SALT LAKE CITY -- The Prison Relocation and Development Authority (PRADA) will slow down the process of looking at the potential relocation of a new prison, while considering potential changes in the prison system itself.
At a Wednesday morning meeting, PRADA board members voted unanimously to pull request for proposals (RFPs) from a state website as discussion of potential changes to the state prison system, including relocation, moves forward. Gov. Gary Herbert had not signed the RFPs and committee members voted to include more information on future RFPs, which will be used to generate potential options for a change in the prison system and facilities. The vote followed discussion by an official with the Utah Commission on Criminal and Juvenile Justice on possible alternatives and changes in the system.
Top of Utah representatives on the board, Sen. Jerry Stevenson, R-Layton, and Rep. Brad Wilson, R-Kaysville, both expressed reluctance to take a step back in generating potential options for the Legislature to consider.
"We need to recognize we are expanding the scope of this board beyond what the Legislature asked us to do. There are some risks with that. I'm not sure how my colleagues will react to things. It's a bit of a risk," Wilson said in redefining possible RFPs for the board.
"I'll be voting yes but I have some concerns," Wilson added.
Stevenson also weighed in with a reluctant yes on the move to pull the RFPs.
One of the options board members did discuss and seems likely in the upcoming year is potential expansion of the state's prison facility in Gunnison. Lane Summerhays, chair of the PRADA board, called expansion at the facility a "no brainer" and said that would buy the committee some possible time in getting specific proposals ready for legislative review in 2015.
Another short-term issue playing into the discussion is possible expansion of county jails to house more state inmates. Both the Davis County and Weber County commissions have passed resolutions in support of looking at possibly expanding facilities in both counties, to house more state inmates.
A consultant hired by the PRADA hopes to have numbers for the group's December meeting on how the possible expansion of county facilities would impact the state system.
Stevenson thinks the counties were putting the cart before the horse, in moving so quickly on the expansion possibility. He said counties need to look at the programming they could offer prisoners and look at moves the state may take, including expansion of beds at the Gunnison facility. He suggested state lawmakers may even want to consider another rural prison facility elsewhere in the state, as part of any solution.
Wilson said the whole PRADA review process is a chance for the Utah Department of Corrections to make substantive changes to the system, beyond just building a new facility.
Stevenson expects the review process will show the state needs to relocate its existing facility. He said how, where and when are yet to be determined.
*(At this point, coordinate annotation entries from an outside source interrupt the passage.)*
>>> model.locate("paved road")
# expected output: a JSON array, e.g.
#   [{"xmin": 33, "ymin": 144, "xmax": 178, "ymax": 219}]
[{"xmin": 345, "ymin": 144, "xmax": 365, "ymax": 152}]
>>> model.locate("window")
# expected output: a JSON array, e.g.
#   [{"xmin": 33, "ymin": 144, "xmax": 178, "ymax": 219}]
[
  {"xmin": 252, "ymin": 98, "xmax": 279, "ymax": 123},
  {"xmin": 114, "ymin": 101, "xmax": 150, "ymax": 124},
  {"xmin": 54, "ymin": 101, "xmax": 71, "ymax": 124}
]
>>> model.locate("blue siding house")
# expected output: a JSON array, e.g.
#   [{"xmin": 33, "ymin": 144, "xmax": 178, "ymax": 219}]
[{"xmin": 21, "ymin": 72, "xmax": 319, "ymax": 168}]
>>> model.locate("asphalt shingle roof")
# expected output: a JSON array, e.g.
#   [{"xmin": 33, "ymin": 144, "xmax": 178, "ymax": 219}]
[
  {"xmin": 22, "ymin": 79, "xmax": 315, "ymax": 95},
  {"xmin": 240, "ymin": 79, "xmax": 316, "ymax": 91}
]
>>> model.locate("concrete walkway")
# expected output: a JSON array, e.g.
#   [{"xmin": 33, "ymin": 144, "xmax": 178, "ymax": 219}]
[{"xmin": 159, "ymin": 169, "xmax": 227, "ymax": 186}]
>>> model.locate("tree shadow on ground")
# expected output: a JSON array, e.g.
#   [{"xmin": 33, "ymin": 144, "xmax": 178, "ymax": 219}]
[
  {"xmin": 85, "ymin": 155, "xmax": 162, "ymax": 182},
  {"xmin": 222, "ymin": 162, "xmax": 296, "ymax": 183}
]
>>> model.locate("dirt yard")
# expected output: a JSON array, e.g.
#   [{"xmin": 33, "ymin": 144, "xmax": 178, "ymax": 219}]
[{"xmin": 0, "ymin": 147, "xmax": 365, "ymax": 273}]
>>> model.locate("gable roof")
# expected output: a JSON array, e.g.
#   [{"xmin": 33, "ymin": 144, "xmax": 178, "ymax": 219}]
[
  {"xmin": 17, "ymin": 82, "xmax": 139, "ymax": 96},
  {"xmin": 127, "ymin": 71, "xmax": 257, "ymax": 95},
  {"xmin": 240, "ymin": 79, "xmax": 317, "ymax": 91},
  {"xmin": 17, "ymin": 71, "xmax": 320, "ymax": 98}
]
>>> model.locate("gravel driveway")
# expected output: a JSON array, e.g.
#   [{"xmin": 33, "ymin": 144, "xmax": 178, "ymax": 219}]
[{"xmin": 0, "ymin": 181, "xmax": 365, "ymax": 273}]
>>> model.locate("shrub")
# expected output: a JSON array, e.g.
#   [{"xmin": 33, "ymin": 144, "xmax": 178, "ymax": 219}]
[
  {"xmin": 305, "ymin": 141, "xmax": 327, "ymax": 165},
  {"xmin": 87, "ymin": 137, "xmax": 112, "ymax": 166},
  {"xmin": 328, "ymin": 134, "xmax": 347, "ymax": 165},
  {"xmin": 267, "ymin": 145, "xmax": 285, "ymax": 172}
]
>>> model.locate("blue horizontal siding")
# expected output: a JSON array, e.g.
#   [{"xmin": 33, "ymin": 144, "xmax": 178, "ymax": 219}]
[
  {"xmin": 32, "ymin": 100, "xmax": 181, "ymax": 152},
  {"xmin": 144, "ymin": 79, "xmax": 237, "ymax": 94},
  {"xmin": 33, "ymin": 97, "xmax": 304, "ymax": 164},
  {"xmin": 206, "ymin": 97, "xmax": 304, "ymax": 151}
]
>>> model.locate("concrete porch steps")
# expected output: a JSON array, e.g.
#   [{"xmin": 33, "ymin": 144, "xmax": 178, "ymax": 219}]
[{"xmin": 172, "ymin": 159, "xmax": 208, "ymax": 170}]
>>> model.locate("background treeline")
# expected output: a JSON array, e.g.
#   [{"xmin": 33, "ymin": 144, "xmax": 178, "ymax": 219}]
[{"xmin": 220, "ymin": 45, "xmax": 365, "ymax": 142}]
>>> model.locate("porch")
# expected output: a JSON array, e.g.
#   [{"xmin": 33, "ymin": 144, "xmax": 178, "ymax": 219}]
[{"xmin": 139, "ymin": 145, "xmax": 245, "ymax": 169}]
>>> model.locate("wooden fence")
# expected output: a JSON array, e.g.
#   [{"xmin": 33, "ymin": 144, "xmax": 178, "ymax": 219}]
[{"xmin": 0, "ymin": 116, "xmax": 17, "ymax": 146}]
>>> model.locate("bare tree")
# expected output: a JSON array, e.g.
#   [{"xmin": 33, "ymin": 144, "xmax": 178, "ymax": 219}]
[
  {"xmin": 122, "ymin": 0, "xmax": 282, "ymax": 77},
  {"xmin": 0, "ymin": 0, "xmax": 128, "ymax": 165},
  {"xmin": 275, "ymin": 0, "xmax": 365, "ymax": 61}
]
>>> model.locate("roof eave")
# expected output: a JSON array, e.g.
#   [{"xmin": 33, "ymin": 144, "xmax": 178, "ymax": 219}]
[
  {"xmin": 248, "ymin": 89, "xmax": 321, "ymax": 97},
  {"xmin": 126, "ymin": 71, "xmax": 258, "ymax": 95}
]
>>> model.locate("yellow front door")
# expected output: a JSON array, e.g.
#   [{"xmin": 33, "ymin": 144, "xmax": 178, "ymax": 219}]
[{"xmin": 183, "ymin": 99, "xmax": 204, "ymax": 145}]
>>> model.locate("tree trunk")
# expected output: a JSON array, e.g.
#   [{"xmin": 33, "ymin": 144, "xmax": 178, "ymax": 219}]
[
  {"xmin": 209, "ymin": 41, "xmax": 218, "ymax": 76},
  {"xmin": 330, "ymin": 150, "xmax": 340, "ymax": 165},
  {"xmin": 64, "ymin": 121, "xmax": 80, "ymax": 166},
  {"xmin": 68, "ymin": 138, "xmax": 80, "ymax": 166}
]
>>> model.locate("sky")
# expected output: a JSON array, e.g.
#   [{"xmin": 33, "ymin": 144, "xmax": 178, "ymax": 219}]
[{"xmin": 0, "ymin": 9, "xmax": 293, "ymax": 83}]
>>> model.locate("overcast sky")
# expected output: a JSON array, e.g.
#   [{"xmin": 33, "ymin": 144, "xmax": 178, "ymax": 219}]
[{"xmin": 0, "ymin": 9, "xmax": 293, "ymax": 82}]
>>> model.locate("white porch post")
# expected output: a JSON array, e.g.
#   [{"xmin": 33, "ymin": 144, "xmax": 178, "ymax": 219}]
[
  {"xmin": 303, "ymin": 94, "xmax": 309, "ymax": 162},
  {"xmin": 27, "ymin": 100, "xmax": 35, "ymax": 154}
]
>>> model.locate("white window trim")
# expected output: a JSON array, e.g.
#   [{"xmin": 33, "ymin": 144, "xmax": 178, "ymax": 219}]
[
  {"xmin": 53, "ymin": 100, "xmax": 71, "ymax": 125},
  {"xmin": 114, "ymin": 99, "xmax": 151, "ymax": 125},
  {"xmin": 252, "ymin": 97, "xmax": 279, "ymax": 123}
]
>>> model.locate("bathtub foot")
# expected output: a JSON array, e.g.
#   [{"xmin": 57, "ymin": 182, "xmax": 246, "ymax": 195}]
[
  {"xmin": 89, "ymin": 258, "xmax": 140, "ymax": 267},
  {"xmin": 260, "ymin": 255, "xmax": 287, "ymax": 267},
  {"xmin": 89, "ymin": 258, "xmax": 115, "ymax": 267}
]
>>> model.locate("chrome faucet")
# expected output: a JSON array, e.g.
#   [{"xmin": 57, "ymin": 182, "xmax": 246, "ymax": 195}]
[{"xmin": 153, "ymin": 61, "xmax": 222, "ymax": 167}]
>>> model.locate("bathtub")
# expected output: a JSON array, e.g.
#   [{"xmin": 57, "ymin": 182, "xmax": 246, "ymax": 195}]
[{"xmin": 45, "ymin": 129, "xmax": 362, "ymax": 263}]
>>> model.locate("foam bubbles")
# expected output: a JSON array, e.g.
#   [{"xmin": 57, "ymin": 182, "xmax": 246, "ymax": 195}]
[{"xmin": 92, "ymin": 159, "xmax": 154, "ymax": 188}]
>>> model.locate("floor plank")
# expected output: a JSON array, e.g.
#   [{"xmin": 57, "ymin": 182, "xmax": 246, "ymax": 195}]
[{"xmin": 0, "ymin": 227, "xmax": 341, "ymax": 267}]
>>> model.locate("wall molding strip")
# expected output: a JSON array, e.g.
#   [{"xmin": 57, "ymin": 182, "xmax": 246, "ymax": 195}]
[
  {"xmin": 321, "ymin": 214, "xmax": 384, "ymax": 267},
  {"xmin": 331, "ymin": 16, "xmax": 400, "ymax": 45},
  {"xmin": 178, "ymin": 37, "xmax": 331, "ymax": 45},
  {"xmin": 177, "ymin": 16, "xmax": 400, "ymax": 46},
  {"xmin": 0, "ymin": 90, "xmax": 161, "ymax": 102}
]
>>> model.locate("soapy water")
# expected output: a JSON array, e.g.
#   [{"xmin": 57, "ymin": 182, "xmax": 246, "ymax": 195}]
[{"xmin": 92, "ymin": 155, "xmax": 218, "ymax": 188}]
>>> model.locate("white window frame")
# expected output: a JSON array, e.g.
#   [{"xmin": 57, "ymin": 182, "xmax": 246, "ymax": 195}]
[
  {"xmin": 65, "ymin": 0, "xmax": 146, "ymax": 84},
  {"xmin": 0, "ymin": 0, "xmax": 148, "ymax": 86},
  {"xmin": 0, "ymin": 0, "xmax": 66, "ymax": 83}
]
He suggested the state may take the approach of building pods for the system, rather than constructing a new facility all at once.
Wednesday's meeting also included public comment on the PRADA process thus far.
Eric Rumple of the Alliance for a Better Utah praised the committee for slowing down the process and looking at prison reform and policy.
"We can't build the prison for the future, if we don't know our prison policy for the future," Rumple said.
Jean Hill, a government liaison for the Diocese of Salt Lake City, supported the move to review prison policies before expanding the system, but also emphasized any relocation plan needs to include a focus on volunteers, family and morale of the prisoners themselves.
"Our prisons are not warehouses. We're dealing with a human population," Hill said.
Steve Erickson, of the Crossroads Urban Center, cautioned board members to look at the big picture on any proposal. He pointed out privatizing prisons has proven to be a mistake for many states. "We hope this committee would steer clear of going down that path," Erickson said.